Dorsolateral Prefrontal Cortex

The dorsolateral prefrontal cortex is located between the superior frontal gyrus and the inferior frontal gyrus of the frontal lobe, covering the middle central gyrus and straddling the anterior halves of the superior frontal sulcus and the inferior frontal sulcus. The dorsolateral prefrontal cortex is the last area to develop (myelinate) in the human cerebrum. This area mainly receives its blood supply from the middle cerebral artery. With respect to neurotransmitter systems, there is evidence that dopamine plays a particularly important role in the dorsolateral prefrontal cortex.

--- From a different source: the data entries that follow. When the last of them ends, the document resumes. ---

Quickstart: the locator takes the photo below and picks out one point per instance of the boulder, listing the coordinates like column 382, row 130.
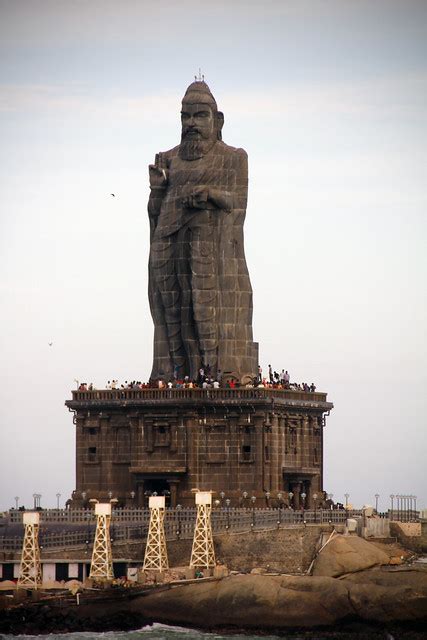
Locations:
column 389, row 596
column 250, row 601
column 347, row 554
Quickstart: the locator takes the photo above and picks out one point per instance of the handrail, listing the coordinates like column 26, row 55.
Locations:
column 254, row 393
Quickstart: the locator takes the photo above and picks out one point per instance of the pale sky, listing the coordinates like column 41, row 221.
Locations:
column 329, row 100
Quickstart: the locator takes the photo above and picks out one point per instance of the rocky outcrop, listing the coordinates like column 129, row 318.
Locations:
column 275, row 602
column 250, row 601
column 348, row 554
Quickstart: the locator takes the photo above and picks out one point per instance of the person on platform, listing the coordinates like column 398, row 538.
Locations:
column 199, row 288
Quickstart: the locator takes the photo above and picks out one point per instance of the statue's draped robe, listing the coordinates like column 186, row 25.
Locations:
column 199, row 288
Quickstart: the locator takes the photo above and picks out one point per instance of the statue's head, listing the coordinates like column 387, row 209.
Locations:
column 201, row 121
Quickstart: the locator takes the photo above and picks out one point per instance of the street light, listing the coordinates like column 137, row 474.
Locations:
column 227, row 502
column 303, row 496
column 179, row 509
column 253, row 500
column 279, row 498
column 315, row 496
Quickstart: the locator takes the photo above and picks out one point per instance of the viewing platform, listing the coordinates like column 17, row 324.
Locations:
column 146, row 397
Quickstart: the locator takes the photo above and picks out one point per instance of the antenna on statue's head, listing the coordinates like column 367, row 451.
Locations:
column 200, row 77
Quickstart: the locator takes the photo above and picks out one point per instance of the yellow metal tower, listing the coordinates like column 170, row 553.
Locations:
column 156, row 557
column 101, row 567
column 30, row 574
column 203, row 554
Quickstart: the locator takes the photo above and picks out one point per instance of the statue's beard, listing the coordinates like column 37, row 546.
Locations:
column 192, row 148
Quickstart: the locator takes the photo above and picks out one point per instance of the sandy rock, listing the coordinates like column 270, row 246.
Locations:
column 53, row 584
column 347, row 554
column 250, row 601
column 220, row 571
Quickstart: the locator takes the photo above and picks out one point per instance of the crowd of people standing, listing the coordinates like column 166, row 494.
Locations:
column 206, row 380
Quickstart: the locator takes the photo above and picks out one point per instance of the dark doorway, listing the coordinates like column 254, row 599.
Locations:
column 61, row 571
column 156, row 485
column 120, row 569
column 8, row 571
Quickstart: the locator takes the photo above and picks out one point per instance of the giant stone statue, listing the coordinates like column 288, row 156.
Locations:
column 199, row 288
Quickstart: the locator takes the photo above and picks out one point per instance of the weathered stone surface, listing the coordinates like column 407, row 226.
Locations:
column 347, row 554
column 199, row 288
column 221, row 440
column 380, row 595
column 251, row 601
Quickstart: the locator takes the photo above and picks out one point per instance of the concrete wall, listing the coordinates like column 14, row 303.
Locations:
column 412, row 535
column 288, row 550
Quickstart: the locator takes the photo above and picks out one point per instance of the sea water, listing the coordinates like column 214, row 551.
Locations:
column 151, row 632
column 166, row 632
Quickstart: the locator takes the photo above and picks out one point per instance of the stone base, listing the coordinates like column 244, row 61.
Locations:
column 237, row 443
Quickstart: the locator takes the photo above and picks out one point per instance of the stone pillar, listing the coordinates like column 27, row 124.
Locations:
column 140, row 494
column 296, row 488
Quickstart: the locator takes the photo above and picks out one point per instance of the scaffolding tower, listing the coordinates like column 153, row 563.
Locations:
column 101, row 567
column 30, row 574
column 203, row 554
column 156, row 557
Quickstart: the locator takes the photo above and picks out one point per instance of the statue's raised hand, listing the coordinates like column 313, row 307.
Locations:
column 197, row 199
column 158, row 172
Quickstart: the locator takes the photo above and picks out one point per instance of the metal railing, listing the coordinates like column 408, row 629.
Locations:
column 179, row 524
column 223, row 393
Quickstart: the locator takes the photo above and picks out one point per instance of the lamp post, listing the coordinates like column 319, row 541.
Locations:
column 377, row 495
column 253, row 500
column 178, row 510
column 303, row 497
column 279, row 498
column 227, row 503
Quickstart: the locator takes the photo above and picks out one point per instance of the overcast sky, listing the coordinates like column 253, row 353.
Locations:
column 329, row 100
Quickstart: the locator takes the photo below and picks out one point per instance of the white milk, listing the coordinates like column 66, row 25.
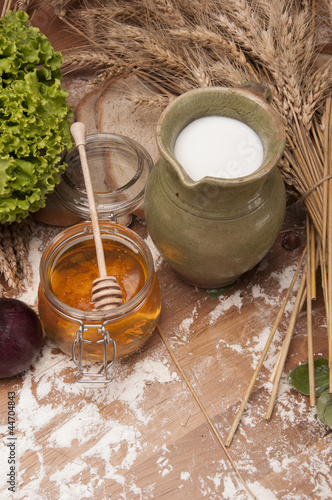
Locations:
column 218, row 146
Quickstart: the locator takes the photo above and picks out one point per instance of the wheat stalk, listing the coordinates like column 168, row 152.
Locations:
column 183, row 44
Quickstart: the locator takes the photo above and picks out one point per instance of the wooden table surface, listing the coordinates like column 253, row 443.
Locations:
column 148, row 434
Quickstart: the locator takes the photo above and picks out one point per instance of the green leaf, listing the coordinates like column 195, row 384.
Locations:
column 34, row 118
column 299, row 377
column 324, row 408
column 214, row 293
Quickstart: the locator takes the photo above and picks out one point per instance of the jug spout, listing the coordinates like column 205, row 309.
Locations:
column 214, row 229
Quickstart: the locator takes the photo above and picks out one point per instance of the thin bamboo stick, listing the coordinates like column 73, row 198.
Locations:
column 313, row 262
column 312, row 397
column 263, row 355
column 5, row 7
column 328, row 151
column 286, row 344
column 275, row 368
column 198, row 401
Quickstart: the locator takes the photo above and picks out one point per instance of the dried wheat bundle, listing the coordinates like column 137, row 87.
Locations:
column 181, row 44
column 15, row 267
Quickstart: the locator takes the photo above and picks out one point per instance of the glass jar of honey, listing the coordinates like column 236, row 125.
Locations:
column 67, row 269
column 119, row 170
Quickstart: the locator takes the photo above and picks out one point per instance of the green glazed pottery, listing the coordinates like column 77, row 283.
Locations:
column 213, row 230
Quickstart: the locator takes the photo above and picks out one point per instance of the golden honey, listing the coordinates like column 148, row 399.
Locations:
column 67, row 269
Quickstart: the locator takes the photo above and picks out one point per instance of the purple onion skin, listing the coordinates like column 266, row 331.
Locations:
column 21, row 337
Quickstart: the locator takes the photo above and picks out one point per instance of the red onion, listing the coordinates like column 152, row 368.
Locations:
column 21, row 337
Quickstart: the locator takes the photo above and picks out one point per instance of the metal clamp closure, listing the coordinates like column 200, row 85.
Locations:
column 87, row 377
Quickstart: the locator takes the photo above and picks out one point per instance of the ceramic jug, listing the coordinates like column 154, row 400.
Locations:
column 213, row 230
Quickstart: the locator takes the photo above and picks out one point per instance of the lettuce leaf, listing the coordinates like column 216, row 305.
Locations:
column 35, row 118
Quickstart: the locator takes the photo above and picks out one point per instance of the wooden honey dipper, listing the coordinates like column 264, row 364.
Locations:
column 106, row 292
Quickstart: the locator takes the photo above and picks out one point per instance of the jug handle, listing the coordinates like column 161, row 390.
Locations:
column 259, row 90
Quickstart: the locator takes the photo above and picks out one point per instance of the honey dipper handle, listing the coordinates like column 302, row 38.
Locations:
column 78, row 132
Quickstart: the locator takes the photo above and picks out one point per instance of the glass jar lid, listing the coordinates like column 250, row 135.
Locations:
column 119, row 169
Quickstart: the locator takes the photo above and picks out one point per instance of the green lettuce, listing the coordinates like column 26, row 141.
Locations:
column 35, row 118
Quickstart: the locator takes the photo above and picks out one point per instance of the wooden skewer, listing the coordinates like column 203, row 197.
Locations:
column 198, row 401
column 106, row 292
column 263, row 355
column 311, row 368
column 285, row 347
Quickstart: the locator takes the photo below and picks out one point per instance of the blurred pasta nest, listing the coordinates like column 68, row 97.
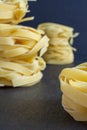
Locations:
column 60, row 50
column 73, row 82
column 13, row 11
column 21, row 47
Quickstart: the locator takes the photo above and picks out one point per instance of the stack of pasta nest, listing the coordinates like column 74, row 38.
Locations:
column 60, row 50
column 21, row 47
column 73, row 83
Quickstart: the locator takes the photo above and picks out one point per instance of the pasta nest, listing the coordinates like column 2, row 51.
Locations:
column 13, row 11
column 73, row 82
column 21, row 50
column 60, row 43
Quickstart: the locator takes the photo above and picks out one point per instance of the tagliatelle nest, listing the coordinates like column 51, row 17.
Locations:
column 21, row 49
column 60, row 50
column 13, row 11
column 73, row 82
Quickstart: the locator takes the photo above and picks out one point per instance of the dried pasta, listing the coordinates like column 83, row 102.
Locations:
column 21, row 50
column 73, row 82
column 60, row 44
column 13, row 11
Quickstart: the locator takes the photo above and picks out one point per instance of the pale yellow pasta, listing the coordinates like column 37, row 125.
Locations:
column 13, row 11
column 21, row 49
column 61, row 38
column 73, row 82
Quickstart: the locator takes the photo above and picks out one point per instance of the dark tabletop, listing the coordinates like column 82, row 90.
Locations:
column 39, row 107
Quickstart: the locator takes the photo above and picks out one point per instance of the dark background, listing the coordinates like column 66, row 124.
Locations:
column 68, row 12
column 39, row 107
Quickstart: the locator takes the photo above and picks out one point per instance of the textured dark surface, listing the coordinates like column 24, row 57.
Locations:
column 38, row 107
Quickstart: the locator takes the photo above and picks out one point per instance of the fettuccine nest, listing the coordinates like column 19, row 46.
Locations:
column 13, row 11
column 21, row 49
column 60, row 50
column 73, row 82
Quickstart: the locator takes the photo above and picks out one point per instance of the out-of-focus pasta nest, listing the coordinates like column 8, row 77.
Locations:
column 21, row 49
column 60, row 50
column 73, row 82
column 13, row 11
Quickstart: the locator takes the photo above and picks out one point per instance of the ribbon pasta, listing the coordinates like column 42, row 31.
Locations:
column 60, row 44
column 21, row 50
column 73, row 82
column 13, row 11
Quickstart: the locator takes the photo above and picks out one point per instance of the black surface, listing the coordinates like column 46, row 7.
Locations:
column 38, row 107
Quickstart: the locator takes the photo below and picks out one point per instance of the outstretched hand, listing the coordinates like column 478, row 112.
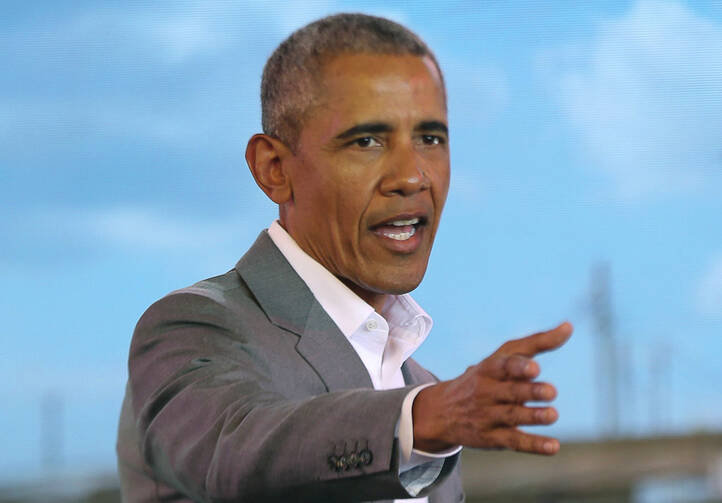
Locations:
column 485, row 405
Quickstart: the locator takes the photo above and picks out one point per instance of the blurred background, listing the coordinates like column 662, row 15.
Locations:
column 586, row 144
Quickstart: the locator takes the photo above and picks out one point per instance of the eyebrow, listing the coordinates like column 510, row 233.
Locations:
column 366, row 127
column 382, row 127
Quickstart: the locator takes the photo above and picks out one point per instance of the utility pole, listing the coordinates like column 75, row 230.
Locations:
column 606, row 351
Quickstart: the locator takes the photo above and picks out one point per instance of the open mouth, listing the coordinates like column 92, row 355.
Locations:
column 400, row 229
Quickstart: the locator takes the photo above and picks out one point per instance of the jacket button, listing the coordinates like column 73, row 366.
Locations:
column 365, row 457
column 341, row 464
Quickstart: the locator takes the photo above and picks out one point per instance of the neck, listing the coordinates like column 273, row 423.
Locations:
column 373, row 299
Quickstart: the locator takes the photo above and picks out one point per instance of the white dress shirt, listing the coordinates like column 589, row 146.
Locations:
column 382, row 341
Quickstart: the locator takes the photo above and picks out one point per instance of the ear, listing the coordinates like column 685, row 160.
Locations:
column 265, row 156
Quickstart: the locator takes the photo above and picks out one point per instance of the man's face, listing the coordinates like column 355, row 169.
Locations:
column 371, row 172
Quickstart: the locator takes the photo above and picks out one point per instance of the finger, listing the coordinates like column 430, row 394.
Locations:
column 503, row 367
column 539, row 342
column 517, row 415
column 521, row 392
column 511, row 438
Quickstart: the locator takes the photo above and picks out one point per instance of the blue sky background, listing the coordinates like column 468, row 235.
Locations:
column 581, row 133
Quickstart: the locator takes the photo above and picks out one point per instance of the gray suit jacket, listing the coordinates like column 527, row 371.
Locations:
column 241, row 388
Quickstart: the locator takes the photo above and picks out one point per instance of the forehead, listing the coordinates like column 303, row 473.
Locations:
column 357, row 87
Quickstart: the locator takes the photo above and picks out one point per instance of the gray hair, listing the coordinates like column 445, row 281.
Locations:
column 290, row 78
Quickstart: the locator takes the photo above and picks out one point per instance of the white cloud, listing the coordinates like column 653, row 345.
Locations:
column 709, row 290
column 646, row 96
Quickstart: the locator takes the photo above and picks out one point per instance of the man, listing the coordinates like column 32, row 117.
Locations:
column 289, row 378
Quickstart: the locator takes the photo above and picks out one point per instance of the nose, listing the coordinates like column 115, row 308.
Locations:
column 404, row 175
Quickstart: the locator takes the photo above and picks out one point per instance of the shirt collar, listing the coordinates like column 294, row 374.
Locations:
column 347, row 310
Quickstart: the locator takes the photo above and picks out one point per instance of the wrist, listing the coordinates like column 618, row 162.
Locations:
column 428, row 420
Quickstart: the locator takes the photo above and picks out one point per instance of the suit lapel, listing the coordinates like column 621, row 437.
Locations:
column 289, row 304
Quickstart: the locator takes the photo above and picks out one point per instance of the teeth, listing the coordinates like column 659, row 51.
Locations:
column 400, row 236
column 400, row 223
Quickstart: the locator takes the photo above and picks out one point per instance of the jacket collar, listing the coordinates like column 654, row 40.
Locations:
column 290, row 305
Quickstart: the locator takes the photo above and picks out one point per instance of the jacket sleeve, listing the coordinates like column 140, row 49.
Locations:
column 212, row 422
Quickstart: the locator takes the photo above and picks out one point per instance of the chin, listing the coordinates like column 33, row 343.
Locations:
column 397, row 286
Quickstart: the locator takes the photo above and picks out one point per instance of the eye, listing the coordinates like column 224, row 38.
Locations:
column 366, row 142
column 430, row 139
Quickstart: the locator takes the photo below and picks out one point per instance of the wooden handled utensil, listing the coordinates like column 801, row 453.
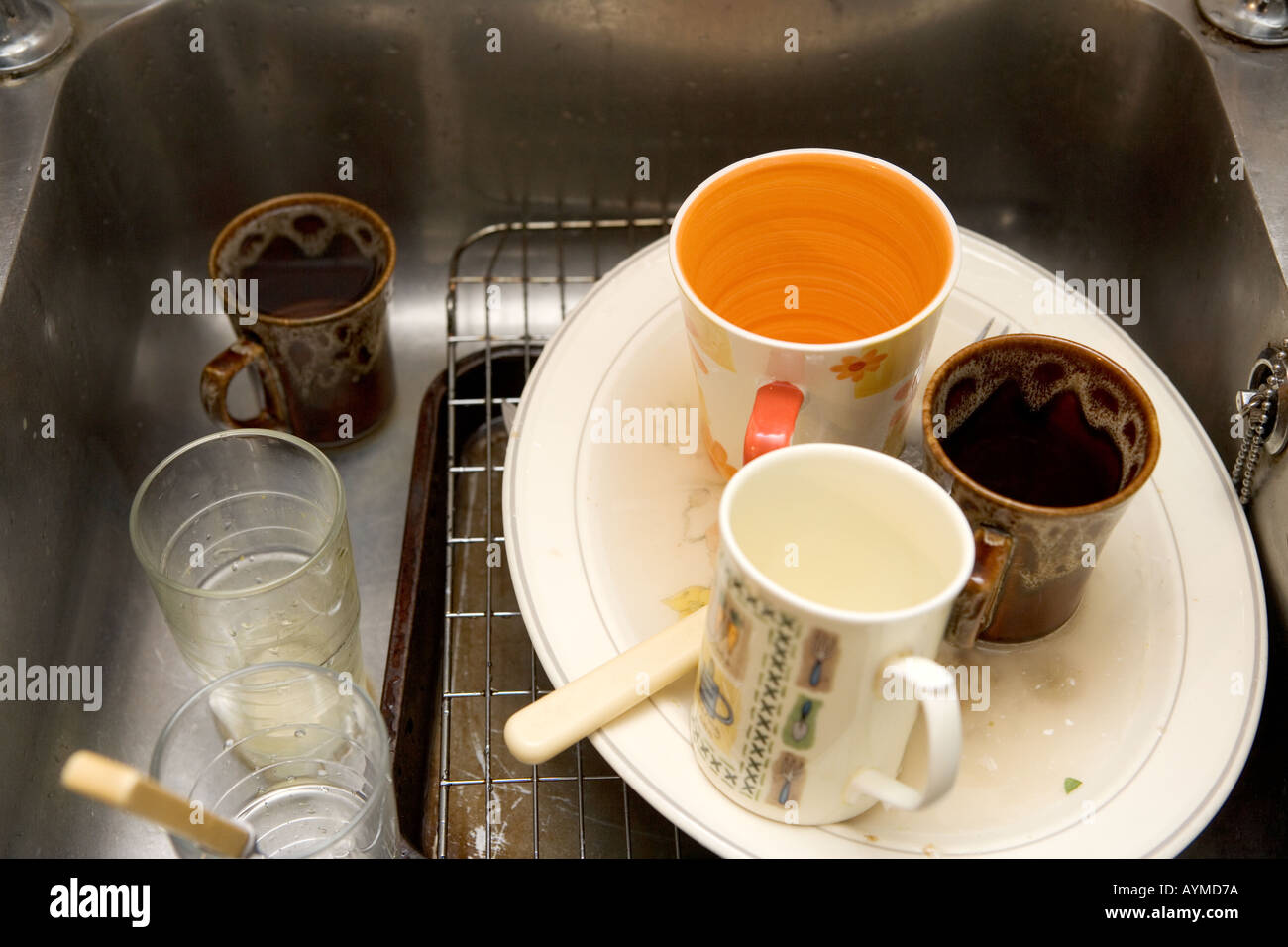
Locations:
column 552, row 724
column 125, row 788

The dorsolateral prefrontal cortex is connected to the orbitofrontal cortex, and to a variety of brain areas, which include the thalamus, parts of the basal ganglia, the hippocampus, and primary and secondary association areas of neocortex, including posterior temporal, parietal, and occipital lobes.

The dorsolateral prefrontal cortex plays an important role in the integration of sensory and mnemonic information and the regulation of intellectual function and action. It is the highest cortical area responsible for organization, motor planning, and regulation. It is also involved in working memory. Nevertheless, the dorsolateral prefrontal cortex is not exclusively responsible for the executive functions. The complex human mental activity require the additional cortical and subcortical circuits that the dorsolateral prefrontal cortex is connected with.